Like cinnamon, it’s sold in whole or powdered form. Sometimes cassia powder is labelled “cinnamon” even, but in Toronto I’ve actually never seen it sold as a powder, but only bags of bark pieces 1-3 inches in length. Whole cassia bark is sold in Little India markets, but I bought mine from Loblaws, so it’s not unusually rare. I used to live by the Loblaws at St. Clair and Bathurst and they did have a surprisingly well-stocked Indian section of spices, legumes, flours and specialty products. I have to assume then, that cassia bark can be found other places.

So what’s the difference? Well, it depends on who you are, I guess. Cassia bark is darker than cinnamon, and  the taste is somewhat stronger and harsher, but on the surface, the smell is very similar to cinnamon. You may not notice any difference at all unless you tasted them side-by-side and can safely use cassia in cinnamon-situations. This is one of those things you might insist on if you’re shooting for accuracy of flavour, rather than just flavour. Substituting an equal length of whole cinnamon stick in place of a strip of cassia bark probably won’t result in any substantial difference.
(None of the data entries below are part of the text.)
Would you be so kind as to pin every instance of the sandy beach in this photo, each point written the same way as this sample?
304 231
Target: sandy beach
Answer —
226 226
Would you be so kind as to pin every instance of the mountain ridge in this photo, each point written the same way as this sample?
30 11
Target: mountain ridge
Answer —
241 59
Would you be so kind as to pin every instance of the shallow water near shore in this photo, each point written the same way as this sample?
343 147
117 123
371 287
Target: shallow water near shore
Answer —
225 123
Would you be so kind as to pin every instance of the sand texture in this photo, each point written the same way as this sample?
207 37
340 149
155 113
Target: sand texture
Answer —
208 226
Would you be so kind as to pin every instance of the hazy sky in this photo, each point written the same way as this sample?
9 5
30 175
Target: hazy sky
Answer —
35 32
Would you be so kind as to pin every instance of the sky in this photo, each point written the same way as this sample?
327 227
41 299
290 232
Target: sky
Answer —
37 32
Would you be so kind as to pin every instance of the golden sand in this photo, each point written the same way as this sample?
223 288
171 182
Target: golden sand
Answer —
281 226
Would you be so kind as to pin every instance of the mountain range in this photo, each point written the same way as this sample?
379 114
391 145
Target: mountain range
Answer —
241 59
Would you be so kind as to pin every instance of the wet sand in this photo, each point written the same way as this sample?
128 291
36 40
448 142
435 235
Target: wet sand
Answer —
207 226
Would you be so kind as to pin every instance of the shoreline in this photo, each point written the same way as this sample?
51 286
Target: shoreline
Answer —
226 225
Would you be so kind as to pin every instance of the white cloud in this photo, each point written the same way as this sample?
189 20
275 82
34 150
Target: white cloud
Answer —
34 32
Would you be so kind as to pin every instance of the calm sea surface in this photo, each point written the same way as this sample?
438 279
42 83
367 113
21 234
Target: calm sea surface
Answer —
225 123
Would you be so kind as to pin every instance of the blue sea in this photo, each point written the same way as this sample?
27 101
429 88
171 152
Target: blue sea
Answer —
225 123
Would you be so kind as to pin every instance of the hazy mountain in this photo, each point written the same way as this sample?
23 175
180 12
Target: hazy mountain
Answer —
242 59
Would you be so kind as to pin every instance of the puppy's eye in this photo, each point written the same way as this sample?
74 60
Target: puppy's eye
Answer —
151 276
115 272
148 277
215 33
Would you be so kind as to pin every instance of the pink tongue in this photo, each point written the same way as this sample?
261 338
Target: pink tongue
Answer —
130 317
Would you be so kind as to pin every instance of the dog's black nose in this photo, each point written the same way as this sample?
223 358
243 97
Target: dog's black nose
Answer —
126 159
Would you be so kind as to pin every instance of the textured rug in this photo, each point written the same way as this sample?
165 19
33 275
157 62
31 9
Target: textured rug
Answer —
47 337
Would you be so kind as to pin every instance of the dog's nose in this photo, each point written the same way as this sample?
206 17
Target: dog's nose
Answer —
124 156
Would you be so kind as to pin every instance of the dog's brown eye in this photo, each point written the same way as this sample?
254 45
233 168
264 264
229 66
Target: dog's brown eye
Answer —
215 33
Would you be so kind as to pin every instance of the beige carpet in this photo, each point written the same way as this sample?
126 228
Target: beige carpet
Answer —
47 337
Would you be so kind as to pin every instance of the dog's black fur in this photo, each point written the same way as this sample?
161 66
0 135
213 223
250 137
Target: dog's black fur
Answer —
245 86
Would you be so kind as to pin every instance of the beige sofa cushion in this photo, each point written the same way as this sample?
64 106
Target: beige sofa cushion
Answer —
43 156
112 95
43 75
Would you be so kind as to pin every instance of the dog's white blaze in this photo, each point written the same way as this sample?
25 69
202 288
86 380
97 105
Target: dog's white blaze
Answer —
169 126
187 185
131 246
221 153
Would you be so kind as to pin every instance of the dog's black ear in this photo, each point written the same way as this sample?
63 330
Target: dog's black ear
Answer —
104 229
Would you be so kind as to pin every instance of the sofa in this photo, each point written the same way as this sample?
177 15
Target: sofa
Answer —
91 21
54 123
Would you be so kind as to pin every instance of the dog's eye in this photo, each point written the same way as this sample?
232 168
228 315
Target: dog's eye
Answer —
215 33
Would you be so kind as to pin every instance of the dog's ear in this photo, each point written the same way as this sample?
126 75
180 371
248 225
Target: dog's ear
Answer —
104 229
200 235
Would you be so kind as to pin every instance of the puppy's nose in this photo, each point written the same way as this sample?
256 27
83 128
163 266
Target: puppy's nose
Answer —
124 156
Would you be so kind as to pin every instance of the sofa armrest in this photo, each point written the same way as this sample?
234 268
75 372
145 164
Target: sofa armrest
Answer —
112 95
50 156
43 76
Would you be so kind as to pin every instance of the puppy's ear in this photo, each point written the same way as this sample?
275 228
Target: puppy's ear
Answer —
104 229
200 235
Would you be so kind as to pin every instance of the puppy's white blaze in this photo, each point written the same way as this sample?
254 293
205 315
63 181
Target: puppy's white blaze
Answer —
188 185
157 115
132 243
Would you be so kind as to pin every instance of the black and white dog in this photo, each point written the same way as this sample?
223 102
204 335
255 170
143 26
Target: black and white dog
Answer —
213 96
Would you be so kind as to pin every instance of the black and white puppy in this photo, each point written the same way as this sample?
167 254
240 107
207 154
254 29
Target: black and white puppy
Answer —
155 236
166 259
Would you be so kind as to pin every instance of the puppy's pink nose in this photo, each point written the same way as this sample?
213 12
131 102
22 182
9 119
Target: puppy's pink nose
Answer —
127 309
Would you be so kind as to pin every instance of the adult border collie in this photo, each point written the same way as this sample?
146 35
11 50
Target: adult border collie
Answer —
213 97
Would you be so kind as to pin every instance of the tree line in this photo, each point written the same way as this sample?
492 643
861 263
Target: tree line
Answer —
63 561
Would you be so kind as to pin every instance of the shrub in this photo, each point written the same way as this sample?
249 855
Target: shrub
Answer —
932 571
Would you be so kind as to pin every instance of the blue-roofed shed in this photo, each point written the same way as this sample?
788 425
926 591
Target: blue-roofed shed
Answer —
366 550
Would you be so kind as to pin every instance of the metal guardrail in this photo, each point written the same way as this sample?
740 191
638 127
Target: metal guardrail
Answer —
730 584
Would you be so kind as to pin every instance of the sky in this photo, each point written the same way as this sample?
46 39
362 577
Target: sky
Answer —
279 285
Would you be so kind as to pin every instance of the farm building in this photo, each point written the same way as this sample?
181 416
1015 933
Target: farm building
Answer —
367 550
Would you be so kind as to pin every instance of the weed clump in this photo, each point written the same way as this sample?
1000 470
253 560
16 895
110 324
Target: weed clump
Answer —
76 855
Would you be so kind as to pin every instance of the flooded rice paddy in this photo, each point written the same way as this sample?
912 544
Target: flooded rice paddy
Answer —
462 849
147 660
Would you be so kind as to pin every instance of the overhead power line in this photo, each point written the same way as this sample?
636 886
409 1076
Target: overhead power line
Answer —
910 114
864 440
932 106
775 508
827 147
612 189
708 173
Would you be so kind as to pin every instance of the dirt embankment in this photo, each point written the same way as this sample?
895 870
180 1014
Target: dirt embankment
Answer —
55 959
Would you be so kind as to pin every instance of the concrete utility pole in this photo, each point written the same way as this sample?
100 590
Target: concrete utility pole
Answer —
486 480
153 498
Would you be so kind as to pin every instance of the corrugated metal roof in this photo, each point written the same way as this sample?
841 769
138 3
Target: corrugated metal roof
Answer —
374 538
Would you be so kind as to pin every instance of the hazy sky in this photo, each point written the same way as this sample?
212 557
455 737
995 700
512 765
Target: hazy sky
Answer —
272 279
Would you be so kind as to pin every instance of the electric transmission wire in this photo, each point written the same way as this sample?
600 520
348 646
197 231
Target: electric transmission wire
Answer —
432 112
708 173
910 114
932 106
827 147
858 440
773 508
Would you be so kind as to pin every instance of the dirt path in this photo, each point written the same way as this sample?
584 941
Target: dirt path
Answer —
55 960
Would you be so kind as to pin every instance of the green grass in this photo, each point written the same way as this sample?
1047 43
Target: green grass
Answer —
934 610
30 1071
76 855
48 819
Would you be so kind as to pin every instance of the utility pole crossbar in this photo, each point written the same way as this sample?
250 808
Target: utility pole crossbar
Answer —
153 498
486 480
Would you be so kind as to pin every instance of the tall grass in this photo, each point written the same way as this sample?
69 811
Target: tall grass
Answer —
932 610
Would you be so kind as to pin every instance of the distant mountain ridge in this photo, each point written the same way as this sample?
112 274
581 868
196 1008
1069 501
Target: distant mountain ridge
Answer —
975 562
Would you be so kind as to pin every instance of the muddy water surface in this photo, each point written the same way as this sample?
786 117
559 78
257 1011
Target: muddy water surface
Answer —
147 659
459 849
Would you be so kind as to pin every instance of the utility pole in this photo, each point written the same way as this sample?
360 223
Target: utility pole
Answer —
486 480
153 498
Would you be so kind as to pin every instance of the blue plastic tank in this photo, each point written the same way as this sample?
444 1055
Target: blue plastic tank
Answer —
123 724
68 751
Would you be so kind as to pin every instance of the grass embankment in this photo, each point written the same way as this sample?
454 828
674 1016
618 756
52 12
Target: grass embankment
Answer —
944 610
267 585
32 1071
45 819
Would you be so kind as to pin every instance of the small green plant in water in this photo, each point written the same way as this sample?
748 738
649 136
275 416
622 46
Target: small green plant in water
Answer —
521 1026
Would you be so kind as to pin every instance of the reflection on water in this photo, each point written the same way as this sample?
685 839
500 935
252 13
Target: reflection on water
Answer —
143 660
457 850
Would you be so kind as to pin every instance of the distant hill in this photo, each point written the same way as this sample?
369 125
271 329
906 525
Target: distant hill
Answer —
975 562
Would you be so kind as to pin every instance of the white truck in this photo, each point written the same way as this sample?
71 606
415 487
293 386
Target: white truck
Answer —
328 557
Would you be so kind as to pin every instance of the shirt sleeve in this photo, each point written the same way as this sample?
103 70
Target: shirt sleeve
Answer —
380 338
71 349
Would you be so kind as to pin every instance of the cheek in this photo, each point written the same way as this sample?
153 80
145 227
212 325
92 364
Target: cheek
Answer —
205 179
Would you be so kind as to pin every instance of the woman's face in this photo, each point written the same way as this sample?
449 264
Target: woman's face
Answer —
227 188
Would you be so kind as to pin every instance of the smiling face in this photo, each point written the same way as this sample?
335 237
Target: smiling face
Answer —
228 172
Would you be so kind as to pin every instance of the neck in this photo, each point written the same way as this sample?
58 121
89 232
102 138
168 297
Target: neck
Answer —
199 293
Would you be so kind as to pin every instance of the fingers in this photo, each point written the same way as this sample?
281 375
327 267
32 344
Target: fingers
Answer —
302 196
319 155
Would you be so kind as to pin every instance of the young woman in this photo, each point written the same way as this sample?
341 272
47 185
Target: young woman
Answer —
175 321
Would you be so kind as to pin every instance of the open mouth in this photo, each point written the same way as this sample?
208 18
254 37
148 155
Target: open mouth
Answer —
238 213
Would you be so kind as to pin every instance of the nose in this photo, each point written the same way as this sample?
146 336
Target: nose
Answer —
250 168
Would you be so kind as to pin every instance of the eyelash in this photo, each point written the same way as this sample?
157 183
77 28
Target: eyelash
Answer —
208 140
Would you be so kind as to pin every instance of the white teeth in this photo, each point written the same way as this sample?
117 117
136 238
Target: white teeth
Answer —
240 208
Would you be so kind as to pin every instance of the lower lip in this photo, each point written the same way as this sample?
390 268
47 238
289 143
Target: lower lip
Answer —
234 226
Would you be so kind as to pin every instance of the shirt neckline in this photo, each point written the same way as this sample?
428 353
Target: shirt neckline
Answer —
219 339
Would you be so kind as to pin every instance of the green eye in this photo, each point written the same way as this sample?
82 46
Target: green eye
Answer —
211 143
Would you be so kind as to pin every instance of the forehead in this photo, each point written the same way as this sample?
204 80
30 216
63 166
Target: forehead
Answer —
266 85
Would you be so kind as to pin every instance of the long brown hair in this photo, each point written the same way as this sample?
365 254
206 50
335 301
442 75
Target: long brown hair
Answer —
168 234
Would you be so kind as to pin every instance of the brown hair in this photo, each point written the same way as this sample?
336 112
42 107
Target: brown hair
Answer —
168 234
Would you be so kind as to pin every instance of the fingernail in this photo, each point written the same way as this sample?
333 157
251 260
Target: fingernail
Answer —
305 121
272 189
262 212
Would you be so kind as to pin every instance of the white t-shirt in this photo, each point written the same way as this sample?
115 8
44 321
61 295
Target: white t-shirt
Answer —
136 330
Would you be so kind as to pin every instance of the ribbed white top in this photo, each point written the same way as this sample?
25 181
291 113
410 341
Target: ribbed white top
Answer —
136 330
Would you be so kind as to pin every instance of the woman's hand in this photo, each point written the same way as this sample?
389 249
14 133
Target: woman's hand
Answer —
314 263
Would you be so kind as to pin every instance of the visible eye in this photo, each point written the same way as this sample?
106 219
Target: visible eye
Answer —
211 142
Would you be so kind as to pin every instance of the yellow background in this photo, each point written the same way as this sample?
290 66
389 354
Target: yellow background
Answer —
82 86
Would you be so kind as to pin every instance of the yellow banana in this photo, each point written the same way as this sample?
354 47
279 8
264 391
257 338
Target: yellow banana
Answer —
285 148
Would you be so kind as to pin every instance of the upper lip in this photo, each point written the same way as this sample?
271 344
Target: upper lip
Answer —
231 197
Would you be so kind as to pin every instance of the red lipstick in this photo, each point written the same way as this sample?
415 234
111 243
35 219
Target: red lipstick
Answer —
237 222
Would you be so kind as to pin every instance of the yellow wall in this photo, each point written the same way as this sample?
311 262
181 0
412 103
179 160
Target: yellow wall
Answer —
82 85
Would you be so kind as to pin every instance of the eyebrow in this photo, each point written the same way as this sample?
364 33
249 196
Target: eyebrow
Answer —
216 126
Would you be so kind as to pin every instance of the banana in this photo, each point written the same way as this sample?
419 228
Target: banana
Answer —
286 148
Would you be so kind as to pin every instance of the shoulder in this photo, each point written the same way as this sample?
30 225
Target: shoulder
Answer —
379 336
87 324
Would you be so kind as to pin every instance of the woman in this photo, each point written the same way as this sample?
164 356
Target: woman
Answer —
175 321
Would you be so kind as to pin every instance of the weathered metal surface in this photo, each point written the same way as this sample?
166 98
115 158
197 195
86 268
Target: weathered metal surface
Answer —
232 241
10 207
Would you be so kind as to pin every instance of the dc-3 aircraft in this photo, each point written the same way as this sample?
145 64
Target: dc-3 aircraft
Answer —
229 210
But then you will lose out on the opportunity to point out that you used cassia bark instead of cinnamon. It will cost you hipster-foodie points.


3 responses

  1. Pingback: Recipe: Kheema Mattar « No More Microwaves

  2. Pingback: Recipe: Chai Spices « No More Microwaves

  3. iLLogicaL

    Hey Jeff,

    Great blog man. I hate to cut and paste, but this is from Cook’s Illustrated and you need a subscription to get at it. It basically explains that Americans eat Cassia as cinnamon, while the rest of the world uses Ceylon. Kinda figures. Anyway, this is an excerpt, if you’d like to read the whole thing (which compares flavors and whatnot), just email me.

    From Cook’s Illustrated:

    “In virtually every other part of the globe, “cinnamon” means Ceylon cinnamon; in the United States, we are accustomed to the bolder, spicier flavor of a species known as cassia (also called bastard cinnamon). Both types derive from the bark of tropical evergreens in the Cinnamomum genus. Ceylon (Cinnamomum verum) is grown primarily in Sri Lanka, while cassia (Cinnamomum cassia, among others) may be grown in Indonesia, China, and Vietnam. American traders turned to importing cassia in the early 20th century following a rise in the price of the Ceylon spice, and it continues to be the main variety sold in supermarkets in this country.

    Harvesting cinnamon entails stripping the exterior bark and then scraping its interior into strips, or quills, which are sun-dried and ground. Older trees contain the most oils and presumably yield the sharpest spice. “Saigon” cassia cinnamon from Vietnam is usually harvested from 20- to 25-year-old trees of a species containing the most volatile oil of any cinnamon on the market—often more than 3 percent of the total weight of the quill. Indonesian, or Korintji, cinnamon and Chinese cinnamon are harvested from trees younger than 10 years and contain less volatile oil. In cassia trees, the oldest bark, near the base of the trunk, is considered best; bark from the middle of the trunk is of moderate worth, and bark from the top and the branches is regarded as the lowest in quality.”